Poser les jalons d’une histoire sociale et contemporaine de la langue corse permet d’analyser et d’expliquer l’évolution paradigmatique de la domination et de la minoration linguistiques en France1. La situation linguistique insulaire s’avère particulièrement riche d’enseignements. En effet, la langue corse a connu depuis les années 70 de nombreux changements. L’analyse de cette évolution a été soutenue par l’apport conceptuel de la sociolinguistique dite « périphérique », spécialement à travers la notion phare de la sociolinguistique : la diglossie, qui engage deux langues (ou variétés) sur un même territoire selon une répartition fonctionnelle et complémentaire des usages langagiers. Ce concept prolifique rencontre pourtant quelques limites aujourd’hui pour rendre compte de la complexité des évolutions linguistiques en Europe et en France, en Corse particulièrement. C’est pourquoi il a été nécessaire, après les études catalano-occitanes notamment, de lui substituer les notions dynamiques de fonctionnements diglossiques, d’idéologie diglossique ou de conflit diglossique.

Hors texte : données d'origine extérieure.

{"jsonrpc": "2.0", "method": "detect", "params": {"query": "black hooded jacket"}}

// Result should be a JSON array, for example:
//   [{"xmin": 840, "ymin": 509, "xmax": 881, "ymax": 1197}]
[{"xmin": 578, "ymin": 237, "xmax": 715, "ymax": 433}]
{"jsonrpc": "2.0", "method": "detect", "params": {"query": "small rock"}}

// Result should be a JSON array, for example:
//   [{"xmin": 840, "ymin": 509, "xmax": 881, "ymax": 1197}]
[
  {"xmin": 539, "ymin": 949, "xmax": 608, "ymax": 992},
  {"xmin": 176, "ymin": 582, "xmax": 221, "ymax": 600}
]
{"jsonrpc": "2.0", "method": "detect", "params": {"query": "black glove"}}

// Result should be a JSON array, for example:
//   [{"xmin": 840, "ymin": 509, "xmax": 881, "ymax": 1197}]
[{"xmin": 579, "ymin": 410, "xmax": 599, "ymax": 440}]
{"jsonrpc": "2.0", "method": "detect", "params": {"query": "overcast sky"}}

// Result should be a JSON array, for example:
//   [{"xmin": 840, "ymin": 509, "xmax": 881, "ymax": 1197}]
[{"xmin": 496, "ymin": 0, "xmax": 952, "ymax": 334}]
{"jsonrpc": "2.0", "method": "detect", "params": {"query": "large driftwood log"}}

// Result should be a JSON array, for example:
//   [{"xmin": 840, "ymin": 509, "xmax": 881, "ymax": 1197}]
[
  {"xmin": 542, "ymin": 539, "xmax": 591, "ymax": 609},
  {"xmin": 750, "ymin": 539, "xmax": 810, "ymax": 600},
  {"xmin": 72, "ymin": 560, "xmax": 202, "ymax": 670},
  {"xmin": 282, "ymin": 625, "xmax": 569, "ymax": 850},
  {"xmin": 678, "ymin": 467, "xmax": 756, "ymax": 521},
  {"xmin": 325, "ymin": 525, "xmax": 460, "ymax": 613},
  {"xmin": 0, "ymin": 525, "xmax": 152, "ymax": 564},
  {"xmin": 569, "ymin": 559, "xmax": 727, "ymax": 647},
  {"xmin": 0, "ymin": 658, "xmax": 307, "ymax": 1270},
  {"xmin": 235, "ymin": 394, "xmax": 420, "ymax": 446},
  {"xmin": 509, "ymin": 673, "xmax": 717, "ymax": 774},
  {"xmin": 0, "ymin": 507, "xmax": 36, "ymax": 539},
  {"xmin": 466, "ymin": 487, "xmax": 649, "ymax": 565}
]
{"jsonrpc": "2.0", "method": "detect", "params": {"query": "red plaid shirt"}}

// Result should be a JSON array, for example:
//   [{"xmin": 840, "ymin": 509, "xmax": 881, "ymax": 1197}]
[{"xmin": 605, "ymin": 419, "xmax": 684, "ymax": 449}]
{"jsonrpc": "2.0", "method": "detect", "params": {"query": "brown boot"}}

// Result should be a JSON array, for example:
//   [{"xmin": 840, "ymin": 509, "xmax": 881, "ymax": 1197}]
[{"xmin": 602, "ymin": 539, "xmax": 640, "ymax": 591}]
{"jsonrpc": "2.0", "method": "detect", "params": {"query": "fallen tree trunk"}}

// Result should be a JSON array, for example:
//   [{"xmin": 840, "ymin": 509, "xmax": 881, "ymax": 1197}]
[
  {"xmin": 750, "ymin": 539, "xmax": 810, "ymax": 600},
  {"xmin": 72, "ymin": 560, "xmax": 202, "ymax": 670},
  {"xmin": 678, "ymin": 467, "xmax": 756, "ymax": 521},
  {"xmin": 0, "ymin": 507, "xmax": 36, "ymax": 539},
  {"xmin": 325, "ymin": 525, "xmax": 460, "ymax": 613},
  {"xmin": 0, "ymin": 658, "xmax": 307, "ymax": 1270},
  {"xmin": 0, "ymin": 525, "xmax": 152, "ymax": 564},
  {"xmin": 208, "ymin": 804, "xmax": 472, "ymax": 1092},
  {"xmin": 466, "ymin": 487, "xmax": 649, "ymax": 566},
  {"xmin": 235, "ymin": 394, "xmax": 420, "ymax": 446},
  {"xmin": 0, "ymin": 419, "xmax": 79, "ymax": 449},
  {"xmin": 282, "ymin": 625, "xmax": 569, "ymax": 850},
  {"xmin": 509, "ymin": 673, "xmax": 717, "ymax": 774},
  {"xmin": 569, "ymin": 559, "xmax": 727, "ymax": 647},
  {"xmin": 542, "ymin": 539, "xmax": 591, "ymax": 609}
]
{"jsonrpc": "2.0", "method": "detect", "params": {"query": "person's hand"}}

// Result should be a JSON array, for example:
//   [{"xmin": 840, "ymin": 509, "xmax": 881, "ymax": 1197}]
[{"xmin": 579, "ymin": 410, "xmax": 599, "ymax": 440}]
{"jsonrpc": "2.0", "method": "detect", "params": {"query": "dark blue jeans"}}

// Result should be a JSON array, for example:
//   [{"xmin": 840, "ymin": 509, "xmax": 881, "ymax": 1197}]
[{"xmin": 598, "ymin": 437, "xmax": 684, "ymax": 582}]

Aujourd’hui, à la suite des dernières évolutions parfois spectaculaires en termes d’élaboration linguistique du corse et à la suite des politiques publiques à l’égard des langues dites « régionales » et du corse, nous serions tentés d’évoquer la situation davantage à travers un état de « post-diglossie ». La situation insulaire se caractérise tendanciellement par des avancées qualitatives dans le domaine public et un recul quantitatif dans le domaine privé. Néanmoins, cette caractérisation et le préfixe « post » traduisent un certain flottement conceptuel qui invite à opérer une mise à jour critique des concepts diglossiques appliqués à la situation corse. Il s’agit donc d’éclairer le terme « post-diglossie » et de donner un statut à la perspective de « dépassement de la diglossie ».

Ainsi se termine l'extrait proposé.